You are first going to have to adjust your dataframe because addPolyline just connects all the coordinates in a sequence. It seems that you know your starting location and want it to branch out to 9 separate locations. I am going to start with your ending locations. Since you have not provided it, I will make a dataframe with 4 separate ending locations for the purpose of this demonstration.
dest_df <- data.frame (lat = c(41.82, 46.88, 41.48, 39.14),
lon = c(-88.32, -124.10, -88.33, -114.90)
)
Next, I am going to create a data frame with the central location of the same size (4 in this example) of the destination locations. I will use your original coordinates. I will explain why I'm doing this soon
orig_df <- data.frame (lat = c(rep.int(40.75, nrow(dest_df))),
long = c(rep.int(-73.99,nrow(dest_df)))
)
The reason why I am doing this is because the addPolylines feature will connect all the coordinates in a sequence. The way to get around this in order to create the image you described is by starting at the starting point, then going to destination point, and then back to the starting point, and then to the next destination point. In order to create the dataframe to do this, we will have to interlace the two dataframes by placing in rows as such:
starting point
- destination point 1
- starting point
- destination point 2
- and so forth...
The way I will do is create a key for both data frames. For the origin dataframe, I will start at 1, and increment by 2 (e.g., 1 3 5 7). For the destination dataframe, I will start at 2 and increment by 2 (e.g., 2, 4, 6, 8). I will then combine the 2 dataframes using a UNION all. I will then sort by my sequence to make every other row the starting point. I am going to use sqldf for this because that is what I'm comfortable with. There may be a more efficient way.
orig_df$sequence <- c(sequence = seq(1, length.out = nrow(orig_df), by=2))

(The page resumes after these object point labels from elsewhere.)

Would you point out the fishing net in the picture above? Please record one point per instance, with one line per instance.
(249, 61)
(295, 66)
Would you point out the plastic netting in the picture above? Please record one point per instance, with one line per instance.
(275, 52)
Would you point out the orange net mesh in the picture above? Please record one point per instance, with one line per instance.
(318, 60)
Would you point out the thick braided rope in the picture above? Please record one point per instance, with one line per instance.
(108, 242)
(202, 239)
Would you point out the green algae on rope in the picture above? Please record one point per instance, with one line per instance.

dest_df$sequence <- c(sequence = seq(2, length.out = nrow(orig_df), by=2))
library("sqldf")
q <- "
SELECT * FROM orig_df
UNION ALL
SELECT * FROM dest_df
ORDER BY sequence
"
poly_df <- sqldf(q)
The new dataframe looks like this (notice how the origin locations are interwoven between the destination):
And finally, you can make your map:
library("leaflet")
leaflet() %>%
addTiles() %>%
addPolylines(
data = poly_df,
lng = ~lon,
lat = ~lat,
weight = 3,
opacity = 3
)
And finally it should look like this:
I hope this helps anyone who is looking to do something like this in the future
Here is a possible approach based on the mapview package. Simply create SpatialLines connecting your start point with each of the end points (stored in locations), bind them together and display the data using mapview.
library(mapview)
library(raster)
## start point
root <- matrix(c(-73.993438700, 40.750545000), ncol = 2)

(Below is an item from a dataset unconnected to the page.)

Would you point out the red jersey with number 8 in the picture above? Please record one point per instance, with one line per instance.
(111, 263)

colnames(root) <- c("Long", "Lat")
## end points
locations <- data.frame(Long = (-78):(-70), Lat = c(40:44, 43:40))
## create and append spatial lines
lst <- lapply(1:nrow(locations), function(i) {
SpatialLines(list(Lines(list(Line(rbind(root, locations[i, ]))), ID = i)),
proj4string = CRS("+init=epsg:4326"))
})
sln <- do.call("bind", lst)
## display data
mapview(sln)
Just don't get confused by the Line-to-SpatialLines procedure (see ?Line, ?SpatialLines).